Não cabe uma vida em um número. Corpo-número. Estatísticas da destruição.  

A vida é inapreensível. Hermética. Incalculável. É estranha. 

Não tem rima. Não tem estrutura. Nem métrica. Assim como é a vida. Esse amontoado de palavras é como faca que me corta na minha ligação primeira. É difícil ver poesia depois da poesia. Mas há. Basta aprender a ver. 

Assim como o escuro não é a ausência da luz, a dor não é a ausência da alegria: alegrai-vos.
 

Luto 

Me disseram que viver é fazer o luto. 

Quanto mais se vive, mais se aproxima da morte. 

A gente se prepara para o luto no minuto que nos aproxima. 

Mas eu corro atrás da vida, que é para morte não me pegar.  

Passo meu café, e na sala me sento no chão, com os pés fincados na vontade de aqui continuar.  

Maria, minha prima, fez seu luto na luta pelo luto que lhe foi tirado. 

Não pode se despedir de sua mãe, a pobrezinha 

Enterrada com caixão fechado e tudo mais. 

Desse luto, uma luta se fez.
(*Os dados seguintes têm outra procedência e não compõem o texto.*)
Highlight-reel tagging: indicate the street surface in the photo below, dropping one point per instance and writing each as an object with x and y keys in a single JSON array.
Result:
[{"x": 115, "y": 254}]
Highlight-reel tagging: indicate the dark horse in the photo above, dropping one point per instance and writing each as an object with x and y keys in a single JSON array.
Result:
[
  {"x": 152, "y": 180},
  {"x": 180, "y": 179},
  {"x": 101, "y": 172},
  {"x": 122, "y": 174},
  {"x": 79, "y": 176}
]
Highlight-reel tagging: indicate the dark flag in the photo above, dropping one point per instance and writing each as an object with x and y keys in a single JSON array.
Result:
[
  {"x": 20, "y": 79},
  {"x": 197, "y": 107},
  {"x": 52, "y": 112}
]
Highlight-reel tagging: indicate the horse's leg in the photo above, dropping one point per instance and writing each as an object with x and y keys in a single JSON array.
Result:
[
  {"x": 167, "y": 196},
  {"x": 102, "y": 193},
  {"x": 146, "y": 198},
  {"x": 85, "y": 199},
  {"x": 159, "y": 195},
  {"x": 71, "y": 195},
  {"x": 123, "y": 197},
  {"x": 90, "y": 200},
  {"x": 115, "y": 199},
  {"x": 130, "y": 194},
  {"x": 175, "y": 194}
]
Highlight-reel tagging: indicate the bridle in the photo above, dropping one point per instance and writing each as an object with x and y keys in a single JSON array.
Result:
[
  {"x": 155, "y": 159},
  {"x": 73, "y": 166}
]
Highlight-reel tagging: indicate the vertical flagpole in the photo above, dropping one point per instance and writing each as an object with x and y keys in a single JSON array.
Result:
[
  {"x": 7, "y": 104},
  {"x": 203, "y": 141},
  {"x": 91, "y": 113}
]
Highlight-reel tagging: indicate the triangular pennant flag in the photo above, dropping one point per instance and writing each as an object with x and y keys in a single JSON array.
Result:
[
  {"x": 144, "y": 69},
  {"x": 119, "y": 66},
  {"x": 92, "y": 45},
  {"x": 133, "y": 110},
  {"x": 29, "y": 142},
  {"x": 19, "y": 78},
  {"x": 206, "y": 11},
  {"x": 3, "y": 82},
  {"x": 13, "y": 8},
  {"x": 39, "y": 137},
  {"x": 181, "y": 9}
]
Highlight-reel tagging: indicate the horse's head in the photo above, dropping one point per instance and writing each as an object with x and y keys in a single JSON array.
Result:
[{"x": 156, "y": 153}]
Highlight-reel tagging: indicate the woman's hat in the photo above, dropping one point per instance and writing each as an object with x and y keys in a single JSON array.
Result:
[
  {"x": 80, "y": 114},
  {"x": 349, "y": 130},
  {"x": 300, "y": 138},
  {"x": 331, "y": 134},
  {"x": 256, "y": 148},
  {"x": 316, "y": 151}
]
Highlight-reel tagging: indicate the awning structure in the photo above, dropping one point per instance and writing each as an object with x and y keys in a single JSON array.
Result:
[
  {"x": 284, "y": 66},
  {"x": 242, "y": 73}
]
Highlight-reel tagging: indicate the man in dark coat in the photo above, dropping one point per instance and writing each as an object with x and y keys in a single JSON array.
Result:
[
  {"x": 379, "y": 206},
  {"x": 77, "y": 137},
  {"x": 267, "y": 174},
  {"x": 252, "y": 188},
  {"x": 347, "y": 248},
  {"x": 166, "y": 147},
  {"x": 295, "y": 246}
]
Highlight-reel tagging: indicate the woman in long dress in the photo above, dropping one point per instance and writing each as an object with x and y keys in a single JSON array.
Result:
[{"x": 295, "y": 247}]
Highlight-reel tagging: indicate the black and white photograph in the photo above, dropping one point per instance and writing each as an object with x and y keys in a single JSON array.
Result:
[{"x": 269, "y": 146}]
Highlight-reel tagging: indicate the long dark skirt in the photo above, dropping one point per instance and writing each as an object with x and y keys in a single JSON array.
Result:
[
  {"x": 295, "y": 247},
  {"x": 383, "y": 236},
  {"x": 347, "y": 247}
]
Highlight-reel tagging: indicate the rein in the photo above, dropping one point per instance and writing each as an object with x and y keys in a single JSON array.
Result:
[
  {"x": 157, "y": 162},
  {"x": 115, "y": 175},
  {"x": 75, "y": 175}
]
A luta de fazer ver  

No luto da luta, Maria me deu luz.  

A gente tem falado muito de luto, talvez porque estamos na espreita da morte 

Mortificados, assistimos com medo sem nada fazer. 

Mas em casa, quietinho, e distante  

Faço dessa minha solidão homenagem aos tantos que se foram 

E aos outros tantões que ficaram.  

Com máscara bem ajeitada, e álcool nas mãos, faço da luta do luto de Maria minha própria missão. 

Com tantos enlutados, não se preocupar com o luto é privilégio 

Mas daqui de casa faço da minha vida um tributo ao luto de tantos 

A luta de todos esses lutos é a luta da nação 

De todas essas pessoas, o que ficou foi motivação 

Para fazer diferente, para ser consciente  

Se não pelos que aqui estão, ao menos pelos que foram  

Fazer da luta do luto a luta de uma nação 

Mas eu corro atrás da vida, que é para morte não me pegar  

Aos que se foram, lhes prometo meu compromisso com um país que de vocês não esquecerá  

Seguirei correndo atrás da vida, para a morte não me alcançar. 


Sobre o autor 

Meu nome é Wagner, sou estudante de doutorado, ator e escritor. Minha história com a literatura se confunde com a história da minha própria vida. Comecei a escrever para me salvar de mim mesmo e da vida que se apresentava, ainda na infância, dura. Fugindo de psicólogos e dos divãs, encontrei na arte da palavra a possibilidade de existir entre o espaço-tempo da compreensão.

A literatura sempre foi minha medicina. Nos palcos, fui testando um montão de jeitos de ser no mundo e de criar mundos para poder ser. Na literatura, encontrei formas de me fazer palavra. Palavra: o início final da vida. Nomear as coisas é, de certo modo, preparar o solo. Gosto de pensar na escrita como um pedaço de chão, que cuidadosamente preparo para que eu possa plantar. 

Plantação familiar, coisa pouca, mas que dá sustento. Faz viver. A literatura me faz viver. É só quando me perco por entre as linhas brancas que gritam por narrativas ou suplicam solidão que consigo caminhar em direção a mim mesmo. A literatura sempre foi meu modo de me fazer presente na ausência dos minutos. Escolhi seguir carreira acadêmica, no doutorado em Antropologia, na medida em que escrever sobre a vida e os problemas sociais é a outra parte da literatura que me interessa. A realidade da vida que, de tão dura, parece fantasia.